A análise recente da realidade mundial, agora sob a influência decisiva e anacrônica da ideologia neoliberal, confirma a profundidade científica da obra desse estudioso à medida que assevera como único o materialismo histórico na explicação da amplitude da história humana. Sendo as condições de vida do proletariado hodierno, claramente piores que em 1845, o resgate da revolução parece ser iminente como único caminho à superação da depauperação econômica e social dos trabalhadores em escala mundial. Nas atuais circunstâncias em “deitada em berço esplêndido, ao som do mar e à luz do céu profundo” dorme a nação brasileira, a precariedade, a decomposição estrutural, a delinquência da superestrutura jurídica e política, às quais são submetidos os trabalhadores em geral, os poucos que escapam constituem uma parte relativamente pequena do enorme exército industrial.

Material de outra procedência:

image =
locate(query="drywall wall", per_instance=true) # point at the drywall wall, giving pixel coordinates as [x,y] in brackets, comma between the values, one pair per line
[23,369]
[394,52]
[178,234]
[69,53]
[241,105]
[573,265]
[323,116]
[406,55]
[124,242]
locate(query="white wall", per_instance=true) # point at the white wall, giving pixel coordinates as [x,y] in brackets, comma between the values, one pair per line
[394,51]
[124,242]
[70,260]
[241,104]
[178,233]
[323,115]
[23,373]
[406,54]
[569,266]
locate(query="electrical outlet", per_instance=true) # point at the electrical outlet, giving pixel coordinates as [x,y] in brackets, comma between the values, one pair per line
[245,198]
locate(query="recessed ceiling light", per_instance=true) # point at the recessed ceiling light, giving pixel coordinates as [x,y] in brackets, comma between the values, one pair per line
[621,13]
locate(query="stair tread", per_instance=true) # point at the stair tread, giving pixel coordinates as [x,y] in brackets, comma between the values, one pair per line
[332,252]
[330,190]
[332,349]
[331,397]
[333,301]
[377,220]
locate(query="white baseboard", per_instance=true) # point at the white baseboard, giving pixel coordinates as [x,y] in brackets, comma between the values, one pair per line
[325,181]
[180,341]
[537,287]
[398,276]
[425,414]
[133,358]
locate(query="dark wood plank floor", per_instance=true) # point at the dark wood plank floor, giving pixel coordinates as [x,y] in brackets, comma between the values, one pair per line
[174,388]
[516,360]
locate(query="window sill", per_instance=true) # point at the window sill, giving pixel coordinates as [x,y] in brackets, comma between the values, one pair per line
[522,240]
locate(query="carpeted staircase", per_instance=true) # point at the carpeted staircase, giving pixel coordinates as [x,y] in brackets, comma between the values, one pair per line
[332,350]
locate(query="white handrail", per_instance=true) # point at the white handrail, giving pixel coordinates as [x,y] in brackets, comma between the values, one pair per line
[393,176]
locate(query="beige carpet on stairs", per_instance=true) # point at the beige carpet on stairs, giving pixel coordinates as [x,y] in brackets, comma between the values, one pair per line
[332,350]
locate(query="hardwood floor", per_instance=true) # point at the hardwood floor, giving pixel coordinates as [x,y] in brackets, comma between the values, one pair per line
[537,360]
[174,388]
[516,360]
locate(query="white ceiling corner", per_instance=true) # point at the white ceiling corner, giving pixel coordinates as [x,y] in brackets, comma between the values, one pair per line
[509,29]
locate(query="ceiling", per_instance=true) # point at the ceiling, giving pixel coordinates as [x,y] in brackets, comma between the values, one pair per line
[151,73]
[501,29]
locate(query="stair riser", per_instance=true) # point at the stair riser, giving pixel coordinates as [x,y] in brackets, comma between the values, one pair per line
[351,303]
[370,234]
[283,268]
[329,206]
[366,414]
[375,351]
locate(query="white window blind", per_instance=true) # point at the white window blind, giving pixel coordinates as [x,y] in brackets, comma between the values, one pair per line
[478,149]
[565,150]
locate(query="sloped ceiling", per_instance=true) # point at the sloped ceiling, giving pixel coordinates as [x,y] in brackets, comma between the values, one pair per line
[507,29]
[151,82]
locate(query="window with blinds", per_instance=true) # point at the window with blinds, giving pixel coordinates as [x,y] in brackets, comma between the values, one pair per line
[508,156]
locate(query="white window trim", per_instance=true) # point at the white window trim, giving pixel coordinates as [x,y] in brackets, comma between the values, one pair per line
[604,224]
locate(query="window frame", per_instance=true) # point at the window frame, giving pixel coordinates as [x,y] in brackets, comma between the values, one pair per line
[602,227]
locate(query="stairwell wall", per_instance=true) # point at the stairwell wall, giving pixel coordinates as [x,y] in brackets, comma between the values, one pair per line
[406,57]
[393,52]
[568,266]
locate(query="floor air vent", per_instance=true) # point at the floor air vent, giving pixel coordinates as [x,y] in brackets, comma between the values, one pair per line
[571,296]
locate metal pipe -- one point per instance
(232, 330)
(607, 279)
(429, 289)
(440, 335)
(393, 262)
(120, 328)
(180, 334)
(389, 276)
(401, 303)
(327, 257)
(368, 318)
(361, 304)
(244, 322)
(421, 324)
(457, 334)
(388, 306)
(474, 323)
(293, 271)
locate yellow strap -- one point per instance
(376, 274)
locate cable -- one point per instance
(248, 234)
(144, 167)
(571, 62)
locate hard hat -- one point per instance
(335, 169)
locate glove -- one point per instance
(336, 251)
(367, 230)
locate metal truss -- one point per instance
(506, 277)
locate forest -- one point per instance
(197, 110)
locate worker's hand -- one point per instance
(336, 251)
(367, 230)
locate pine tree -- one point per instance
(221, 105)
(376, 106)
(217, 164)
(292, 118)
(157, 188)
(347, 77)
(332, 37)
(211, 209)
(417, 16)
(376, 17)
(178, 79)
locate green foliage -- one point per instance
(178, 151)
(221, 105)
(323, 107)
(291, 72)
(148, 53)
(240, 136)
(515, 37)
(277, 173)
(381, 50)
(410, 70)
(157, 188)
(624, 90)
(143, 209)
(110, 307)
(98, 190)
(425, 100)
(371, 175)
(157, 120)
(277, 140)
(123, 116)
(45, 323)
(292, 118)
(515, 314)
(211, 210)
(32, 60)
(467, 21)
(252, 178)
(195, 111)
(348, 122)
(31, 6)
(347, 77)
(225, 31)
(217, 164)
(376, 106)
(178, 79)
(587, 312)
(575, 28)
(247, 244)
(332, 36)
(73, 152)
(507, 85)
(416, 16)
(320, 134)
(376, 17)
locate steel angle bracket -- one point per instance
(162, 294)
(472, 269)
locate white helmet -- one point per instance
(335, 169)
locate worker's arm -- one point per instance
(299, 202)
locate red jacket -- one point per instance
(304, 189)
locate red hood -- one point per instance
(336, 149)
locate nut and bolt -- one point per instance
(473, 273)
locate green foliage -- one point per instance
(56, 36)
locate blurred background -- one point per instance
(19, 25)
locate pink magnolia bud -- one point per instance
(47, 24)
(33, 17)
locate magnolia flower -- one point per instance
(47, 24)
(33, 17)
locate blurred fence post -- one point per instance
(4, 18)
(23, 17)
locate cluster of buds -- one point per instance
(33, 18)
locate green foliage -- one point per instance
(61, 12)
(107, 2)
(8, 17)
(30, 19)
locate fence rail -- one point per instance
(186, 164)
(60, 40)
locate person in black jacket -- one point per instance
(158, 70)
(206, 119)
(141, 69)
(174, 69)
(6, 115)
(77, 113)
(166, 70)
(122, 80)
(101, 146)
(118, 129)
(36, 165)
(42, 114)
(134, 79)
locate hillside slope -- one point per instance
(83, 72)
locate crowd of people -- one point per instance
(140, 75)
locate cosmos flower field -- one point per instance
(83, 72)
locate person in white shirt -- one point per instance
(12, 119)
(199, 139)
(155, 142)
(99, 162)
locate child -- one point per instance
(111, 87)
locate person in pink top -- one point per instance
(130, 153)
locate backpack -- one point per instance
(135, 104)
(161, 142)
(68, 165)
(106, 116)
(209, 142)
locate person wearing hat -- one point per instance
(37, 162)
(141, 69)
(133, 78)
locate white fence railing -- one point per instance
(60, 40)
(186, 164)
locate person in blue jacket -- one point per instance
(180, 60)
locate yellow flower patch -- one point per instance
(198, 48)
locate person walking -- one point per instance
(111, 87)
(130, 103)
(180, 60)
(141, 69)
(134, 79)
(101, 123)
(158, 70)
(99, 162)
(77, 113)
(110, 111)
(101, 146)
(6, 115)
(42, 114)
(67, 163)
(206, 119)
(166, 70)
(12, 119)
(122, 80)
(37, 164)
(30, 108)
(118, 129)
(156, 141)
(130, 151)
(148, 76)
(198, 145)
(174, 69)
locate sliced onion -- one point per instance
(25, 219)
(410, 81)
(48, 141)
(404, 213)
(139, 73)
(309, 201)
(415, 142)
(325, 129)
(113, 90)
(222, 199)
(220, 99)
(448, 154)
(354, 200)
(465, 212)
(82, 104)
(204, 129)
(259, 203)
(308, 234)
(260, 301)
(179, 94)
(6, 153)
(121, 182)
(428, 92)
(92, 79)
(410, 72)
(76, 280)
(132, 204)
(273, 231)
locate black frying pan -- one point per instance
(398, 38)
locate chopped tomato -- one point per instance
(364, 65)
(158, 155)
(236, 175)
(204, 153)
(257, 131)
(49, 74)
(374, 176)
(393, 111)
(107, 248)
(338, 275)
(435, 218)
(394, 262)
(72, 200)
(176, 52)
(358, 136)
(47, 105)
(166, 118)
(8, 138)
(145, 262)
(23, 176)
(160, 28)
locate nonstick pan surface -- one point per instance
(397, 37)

Sem me arriscar a deixar a trilha aberta por Corbesier (1980), entendo que os interesses essenciais e decisivos da classe operária só podem ser satisfeitos, grosso modo, como decorrência de transformações sociais radicais e que os interesses econômicos fundamentais da classe só podem ser satisfeitos por intermédio da revolução política que substitui a ditadura burguesa pela ditadura do proletariado

Pensar a escola na cidade do capital como lócus de afirmação da teoria revolucionária e, sobretudo, do exercício da prática revolucionária é uma forma pueril de pensar a política maior deste país. Não é salutar esquecer as lições da história, mormente aquelas que de modo claro e insofismável demonstram que quando uma classe social pretende tomar da outra que antes dela era dona dos meios de produção se vê obrigada, para realizar suas demandas e fins, a pautar seus interesses como sendo o interesse coletivo, ou seja, o interesse de todos os membros dessa sociedade. A classe que pretende ser dominante é obrigada a exprimir seus interesses idealmente, isto é, dar aos seus pensamentos a forma de universalidade, apresentando-os como os únicos racionais e universalmente válidos.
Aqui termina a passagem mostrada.